On peut notamment citer le cas de la PME 1083 qui s’est mise à la fabrication de masques à la place de ses jeans ou encore d’Yves Rocher, pour les gels hydroalcooliques. Des entreprises disposant de stocks de masques d’avance ont aussi pu en faire don aux autorités sanitaires tandis les grands groupes français, disposant de moyens conséquents, ont passé des commandes afin d’assurer la livraison de masques en France (LVMH et Bouygues). Parmi d’autres actions notables, Décathlon a fourni ses stocks de masques convertibles en respirateurs tandis que Pernod Ricard a offert 70 000 litres d’alcool pour la production de gels hydroalcooliques. Les restaurateurs et commerces de bouche se sont quant à eux mobilisés pour offrir des repas aux personnels soignants pendant que les enseignes de consommation développaient un service de livraison gratuit pour les personnes âgées.

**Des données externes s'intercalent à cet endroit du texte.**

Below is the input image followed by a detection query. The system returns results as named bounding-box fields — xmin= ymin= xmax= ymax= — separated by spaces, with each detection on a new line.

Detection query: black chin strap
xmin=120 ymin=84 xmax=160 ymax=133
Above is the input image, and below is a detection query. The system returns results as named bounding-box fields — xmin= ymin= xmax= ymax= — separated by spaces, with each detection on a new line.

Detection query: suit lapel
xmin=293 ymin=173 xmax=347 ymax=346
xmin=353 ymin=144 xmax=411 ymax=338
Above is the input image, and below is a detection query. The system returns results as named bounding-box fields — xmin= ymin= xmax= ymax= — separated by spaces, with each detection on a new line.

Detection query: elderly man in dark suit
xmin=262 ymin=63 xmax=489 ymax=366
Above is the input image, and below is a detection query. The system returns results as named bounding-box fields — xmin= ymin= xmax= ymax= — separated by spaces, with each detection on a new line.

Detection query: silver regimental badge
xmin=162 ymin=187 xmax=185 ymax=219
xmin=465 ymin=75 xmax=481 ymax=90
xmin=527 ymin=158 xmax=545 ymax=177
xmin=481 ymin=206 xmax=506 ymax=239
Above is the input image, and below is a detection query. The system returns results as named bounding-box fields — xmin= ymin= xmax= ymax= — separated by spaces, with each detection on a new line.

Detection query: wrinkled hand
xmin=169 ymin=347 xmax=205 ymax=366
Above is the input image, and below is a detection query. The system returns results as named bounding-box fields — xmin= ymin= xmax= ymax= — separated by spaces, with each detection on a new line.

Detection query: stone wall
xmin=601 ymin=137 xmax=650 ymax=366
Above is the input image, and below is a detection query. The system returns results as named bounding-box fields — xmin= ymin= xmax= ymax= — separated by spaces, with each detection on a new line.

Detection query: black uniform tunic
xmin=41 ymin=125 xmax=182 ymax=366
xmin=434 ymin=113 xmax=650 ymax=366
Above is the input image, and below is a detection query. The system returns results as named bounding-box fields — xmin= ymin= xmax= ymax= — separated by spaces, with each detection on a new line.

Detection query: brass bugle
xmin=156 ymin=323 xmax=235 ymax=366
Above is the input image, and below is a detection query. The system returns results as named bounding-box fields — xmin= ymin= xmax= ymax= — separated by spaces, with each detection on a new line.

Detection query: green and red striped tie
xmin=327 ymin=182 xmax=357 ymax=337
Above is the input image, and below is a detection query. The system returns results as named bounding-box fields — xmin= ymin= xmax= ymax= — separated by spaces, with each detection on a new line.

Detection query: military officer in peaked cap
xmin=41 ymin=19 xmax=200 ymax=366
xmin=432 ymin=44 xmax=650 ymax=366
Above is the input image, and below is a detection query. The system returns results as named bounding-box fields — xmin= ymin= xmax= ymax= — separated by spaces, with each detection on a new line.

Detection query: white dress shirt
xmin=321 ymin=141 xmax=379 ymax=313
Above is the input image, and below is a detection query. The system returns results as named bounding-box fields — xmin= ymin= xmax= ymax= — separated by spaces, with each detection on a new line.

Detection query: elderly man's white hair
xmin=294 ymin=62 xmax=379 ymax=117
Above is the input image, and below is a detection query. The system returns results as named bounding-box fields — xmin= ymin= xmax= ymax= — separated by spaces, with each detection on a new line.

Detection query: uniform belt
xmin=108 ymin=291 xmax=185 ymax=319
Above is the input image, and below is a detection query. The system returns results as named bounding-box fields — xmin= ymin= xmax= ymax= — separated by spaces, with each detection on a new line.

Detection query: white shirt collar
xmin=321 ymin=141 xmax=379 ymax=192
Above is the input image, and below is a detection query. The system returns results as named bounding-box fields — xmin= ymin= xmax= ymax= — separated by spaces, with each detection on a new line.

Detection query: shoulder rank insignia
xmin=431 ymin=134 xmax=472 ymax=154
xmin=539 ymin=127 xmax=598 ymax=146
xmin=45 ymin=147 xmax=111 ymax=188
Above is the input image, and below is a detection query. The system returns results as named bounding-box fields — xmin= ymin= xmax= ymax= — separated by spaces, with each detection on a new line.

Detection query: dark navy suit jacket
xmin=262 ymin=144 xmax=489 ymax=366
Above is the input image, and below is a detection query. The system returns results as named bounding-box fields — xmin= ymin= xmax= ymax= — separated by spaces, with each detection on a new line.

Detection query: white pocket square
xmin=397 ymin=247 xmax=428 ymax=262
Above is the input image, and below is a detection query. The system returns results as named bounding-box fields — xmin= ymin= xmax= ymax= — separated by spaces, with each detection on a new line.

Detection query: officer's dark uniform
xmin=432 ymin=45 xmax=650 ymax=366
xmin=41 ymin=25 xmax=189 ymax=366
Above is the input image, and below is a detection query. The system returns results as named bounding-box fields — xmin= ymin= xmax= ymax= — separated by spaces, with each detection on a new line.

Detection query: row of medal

Le manque d’efficacité d’un coronawashing
L’ensemble de ces gestes témoignent d’un engagement sociétal fort. La cohérence des initiatives avec l’activité première des entreprises souligne aussi que ces actions de solidarité, loin de chercher à créer le buzz par quelques actions extraordinaires, s’inscrivent dans une logique de solidarité naturelle dans des temps incertains. La multiplication de ces initiatives confirme l’absence de visée marketing, les entreprises bénéficiant moins des retombées publiques. Par leur pluralité, ces gestes de solidarité finissent en effet par être « banalisés » par l’opinion publique. Le potentiel individuel en communication publique pour chaque entreprise est donc décroissant à chaque nouvelle initiative. Ces dernières continuent pourtant d’arriver et à perdurer.
Considérant le climat général et la limitation des possibilités de consommation en confinement, il est difficilement envisageable de penser à une hausse des ventes pour une entreprise suite à sa participation au mouvement de solidarité. Il n’y a donc guère de profits pour les dirigeants à faire un geste alors qu’ils se trouvent dans une situation précaire causée par la crise.
Le seul bénéfice marketing qui pourrait être tiré de ces actions de solidarité est l’amélioration sur le long terme de l’image de l’entreprise en France, une perception qui se répercuterait globalement sur l’ensemble des acteurs du monde de l’entreprise, qu’ils aient ou non participé au mouvement. Dans une logique utilitaire, une entreprise aurait donc eu moins d’intérêt à faire un geste de solidarité alors que la situation économique ne leur est pas favorable.
Les entreprises souhaitent et cherchent, de manière active, à faire valoir leur engagement sociétal afin de devenir un nouvel acteur des solidarités en France. Par leurs initiatives lors du confinement, elles ont démontré leur solidarité et leur utilité sociale en aidant la France à éprouver sa résilience. En complément de l’action publique, les entreprises ont fait preuve de leur engagement sociétal et rappelé qu’elles étaient des piliers de la société.Ce mouvement doit donc être encouragé et non suspecté.